McGill researchers made some reproductive history this summer when they announced the birth of the first baby born from eggs matured and frozen in the lab, an achievement that could give women with cancer or ovarian disease fresh hope for motherhood.

The landmark research effort, headed by the McGill Reproductive Centre's Hananel Holzer, involved 20 patients with polycystic ovary syndrome (PCOS), whose immature eggs were matured and frozen at the centre, located at the McGill University Health Centre's Royal Victoria Hospital. PCOS is a hormone disorder that affects one in 10 women and is a leading cause of infertility.

"McGill is a pioneer in both the freezing and individual in-vitro maturation of eggs and this is the first time these two technologies have been successfully combined," notes Holzer, an assistant professor of obstetrics and gynecology.

Holzer suggests this new technique might also be appropriate for some cancer patients who wish to preserve their fertility, but don't have time in the menstrual cycle to produce mature eggs before beginning cancer treatment.

An Inside Look at Young Brains

Caption follows
MNI researchers Bruce Pike (left) and Alan Evans contributed to the MRI Study of Normal Brain Development
Allen McInnis

It's taken six years, hundreds of volunteers, thousands of complicated images and millions of dollars. The result, according to Dr. Alan Evans of McGill's Montreal Neurological Institute (MNI), is a vital tool for researchers: the first-ever online database offering detailed information on how young brains blossom over time.

The MRI Study of Normal Brain Development, an effort spearheaded by the U.S. National Institutes of Health (NIH), involved several research centres and children's hospitals across North America in a bid to better understand how the brain typically develops in children and adolescents. Scores of youngsters had their heads examined with magnetic resonance imaging technology.

"We have massive amounts of information at our disposal that we never had before, which can only lead to better science and new discoveries," says Evans, a biomedical engineering professor who led the MNI team that created the database.

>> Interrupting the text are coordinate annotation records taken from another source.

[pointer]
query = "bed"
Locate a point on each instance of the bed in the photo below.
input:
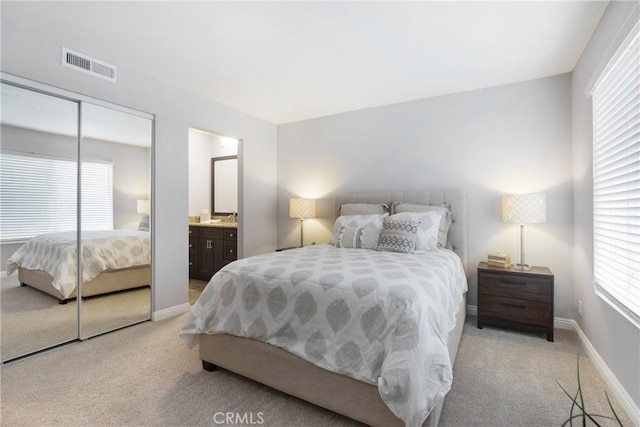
(112, 261)
(347, 338)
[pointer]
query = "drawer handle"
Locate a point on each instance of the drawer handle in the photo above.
(505, 304)
(507, 282)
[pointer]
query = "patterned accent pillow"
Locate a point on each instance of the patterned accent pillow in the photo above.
(428, 229)
(356, 221)
(144, 223)
(398, 236)
(358, 237)
(445, 222)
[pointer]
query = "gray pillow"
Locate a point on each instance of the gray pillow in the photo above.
(398, 236)
(445, 222)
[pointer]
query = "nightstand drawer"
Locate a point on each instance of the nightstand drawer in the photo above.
(212, 232)
(523, 311)
(531, 288)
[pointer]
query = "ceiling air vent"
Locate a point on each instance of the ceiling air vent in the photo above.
(86, 64)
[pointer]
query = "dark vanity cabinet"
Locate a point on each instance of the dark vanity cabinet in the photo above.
(210, 249)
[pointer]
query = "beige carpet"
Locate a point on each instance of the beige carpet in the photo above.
(145, 376)
(32, 320)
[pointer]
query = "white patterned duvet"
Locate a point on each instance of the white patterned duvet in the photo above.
(56, 254)
(379, 317)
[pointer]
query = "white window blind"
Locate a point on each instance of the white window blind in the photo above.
(616, 180)
(39, 195)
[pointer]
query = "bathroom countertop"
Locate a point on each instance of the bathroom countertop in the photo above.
(217, 224)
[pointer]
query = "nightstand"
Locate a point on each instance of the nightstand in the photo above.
(515, 298)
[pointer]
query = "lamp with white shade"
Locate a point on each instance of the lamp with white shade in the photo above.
(301, 209)
(524, 209)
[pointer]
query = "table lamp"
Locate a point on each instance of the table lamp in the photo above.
(524, 209)
(301, 209)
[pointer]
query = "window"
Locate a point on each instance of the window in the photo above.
(39, 195)
(616, 180)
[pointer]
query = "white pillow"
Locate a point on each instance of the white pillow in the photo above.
(445, 222)
(358, 237)
(427, 236)
(358, 221)
(363, 209)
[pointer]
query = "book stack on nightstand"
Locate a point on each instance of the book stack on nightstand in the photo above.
(499, 259)
(515, 298)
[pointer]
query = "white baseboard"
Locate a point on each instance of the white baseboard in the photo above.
(616, 387)
(170, 312)
(618, 390)
(558, 322)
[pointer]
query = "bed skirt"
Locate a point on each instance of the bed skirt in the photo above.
(106, 282)
(293, 375)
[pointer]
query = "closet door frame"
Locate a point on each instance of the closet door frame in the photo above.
(80, 99)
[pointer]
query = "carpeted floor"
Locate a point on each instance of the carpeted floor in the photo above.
(33, 320)
(145, 376)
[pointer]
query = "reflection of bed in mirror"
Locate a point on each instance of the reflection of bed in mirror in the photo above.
(112, 261)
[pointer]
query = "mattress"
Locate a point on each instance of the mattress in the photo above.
(56, 254)
(378, 317)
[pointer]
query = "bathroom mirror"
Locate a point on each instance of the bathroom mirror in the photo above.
(224, 185)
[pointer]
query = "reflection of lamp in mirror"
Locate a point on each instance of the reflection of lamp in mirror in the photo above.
(524, 209)
(301, 209)
(143, 206)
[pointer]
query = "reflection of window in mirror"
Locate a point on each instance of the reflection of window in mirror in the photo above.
(224, 185)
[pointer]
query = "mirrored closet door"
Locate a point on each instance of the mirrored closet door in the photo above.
(76, 179)
(38, 197)
(115, 150)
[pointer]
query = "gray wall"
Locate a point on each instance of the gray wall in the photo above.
(507, 139)
(130, 170)
(614, 337)
(175, 111)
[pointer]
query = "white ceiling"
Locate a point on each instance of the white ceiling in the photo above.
(36, 111)
(290, 61)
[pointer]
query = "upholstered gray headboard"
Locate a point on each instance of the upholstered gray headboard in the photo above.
(457, 237)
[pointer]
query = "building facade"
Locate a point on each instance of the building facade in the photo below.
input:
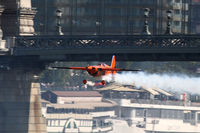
(109, 16)
(77, 111)
(195, 17)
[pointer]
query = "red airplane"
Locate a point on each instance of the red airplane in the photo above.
(99, 70)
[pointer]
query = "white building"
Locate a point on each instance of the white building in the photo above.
(76, 112)
(160, 116)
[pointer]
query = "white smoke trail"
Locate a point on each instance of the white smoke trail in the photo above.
(172, 82)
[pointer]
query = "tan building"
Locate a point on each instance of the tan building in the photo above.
(77, 111)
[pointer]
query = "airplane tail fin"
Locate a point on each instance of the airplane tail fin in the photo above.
(113, 62)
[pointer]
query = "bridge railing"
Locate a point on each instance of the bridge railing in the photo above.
(107, 41)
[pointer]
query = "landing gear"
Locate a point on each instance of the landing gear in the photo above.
(84, 81)
(103, 82)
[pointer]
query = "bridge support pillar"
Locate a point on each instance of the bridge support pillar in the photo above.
(20, 104)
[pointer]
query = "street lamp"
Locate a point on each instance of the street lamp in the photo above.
(169, 17)
(146, 26)
(58, 22)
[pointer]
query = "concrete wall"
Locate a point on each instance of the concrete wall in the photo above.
(62, 100)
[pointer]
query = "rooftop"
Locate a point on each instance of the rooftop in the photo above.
(85, 105)
(77, 93)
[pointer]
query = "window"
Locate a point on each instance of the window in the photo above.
(69, 125)
(176, 23)
(177, 11)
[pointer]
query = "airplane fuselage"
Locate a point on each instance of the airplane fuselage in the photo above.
(96, 71)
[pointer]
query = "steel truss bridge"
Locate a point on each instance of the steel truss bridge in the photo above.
(102, 47)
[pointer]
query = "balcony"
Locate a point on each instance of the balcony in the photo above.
(103, 127)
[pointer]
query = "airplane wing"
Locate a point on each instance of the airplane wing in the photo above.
(75, 68)
(119, 69)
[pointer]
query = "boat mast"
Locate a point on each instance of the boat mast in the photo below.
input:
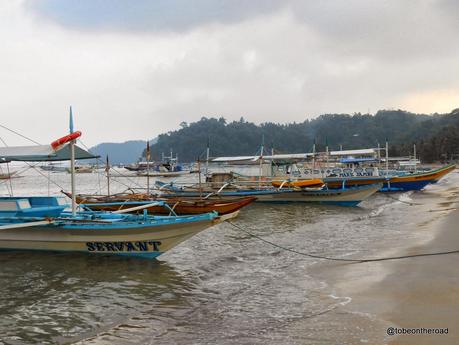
(387, 157)
(314, 156)
(72, 165)
(147, 156)
(207, 158)
(107, 170)
(199, 177)
(261, 159)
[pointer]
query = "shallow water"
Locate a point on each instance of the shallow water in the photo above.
(220, 287)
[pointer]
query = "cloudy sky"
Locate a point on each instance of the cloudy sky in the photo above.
(134, 69)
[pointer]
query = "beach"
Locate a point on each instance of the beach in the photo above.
(418, 295)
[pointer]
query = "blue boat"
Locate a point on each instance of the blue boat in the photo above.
(44, 224)
(351, 196)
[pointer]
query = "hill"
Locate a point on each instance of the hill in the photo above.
(436, 135)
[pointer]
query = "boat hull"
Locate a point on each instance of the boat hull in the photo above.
(180, 206)
(147, 240)
(416, 181)
(342, 197)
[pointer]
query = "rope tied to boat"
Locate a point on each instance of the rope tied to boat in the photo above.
(323, 257)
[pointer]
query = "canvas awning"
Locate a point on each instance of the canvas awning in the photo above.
(41, 153)
(361, 152)
(279, 157)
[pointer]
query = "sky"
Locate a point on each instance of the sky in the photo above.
(135, 69)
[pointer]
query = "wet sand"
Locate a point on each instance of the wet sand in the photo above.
(420, 292)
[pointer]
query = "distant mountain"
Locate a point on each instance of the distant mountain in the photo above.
(121, 153)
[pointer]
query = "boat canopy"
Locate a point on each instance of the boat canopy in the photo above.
(357, 160)
(279, 157)
(41, 153)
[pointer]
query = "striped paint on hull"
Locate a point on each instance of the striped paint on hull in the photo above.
(136, 240)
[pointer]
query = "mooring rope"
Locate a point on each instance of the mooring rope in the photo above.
(315, 256)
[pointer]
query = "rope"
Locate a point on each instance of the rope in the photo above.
(404, 202)
(341, 259)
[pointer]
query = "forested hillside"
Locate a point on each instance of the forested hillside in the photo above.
(437, 136)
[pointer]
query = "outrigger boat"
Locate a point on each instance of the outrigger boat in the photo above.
(180, 206)
(41, 223)
(351, 196)
(403, 182)
(292, 168)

The NIH selected Evans and his MNI team to oversee the coordination of the data being assembled during the mammoth study. Working with six pediatric centres in the U.S., the MNI compiled thousands of images of subjects ranging in age from newborn to 18 years. These were collected over a period of years to chart the development of a healthy brain. Along with the images, the database holds the results of intelligence, neuropsychological, verbal, non-verbal and behavioural tests. All of the data collection, quality control and software design were done at the MNI.

Taken together, the database serves as a globally available "Patient 0" for brain researchers, a control against which they can compare their own data.

"This project is already making waves in the scientific community, as we no longer have to search for suitable control subjects and then take the time to scan and process data before analyzing it," says Evans. "Instead, the control data is at our fingertips, 24 hours a day, seven days a week."

Evans explains that the high quality of the images, combined with the breadth of data available online, means that the MNI database can be used by anyone from autism researchers in Japan to psychologists charting intellectual development in Mexican youth.

"The way science is being done is increasingly collaborative on a global scale. It is exciting to see this database being used for so many studies."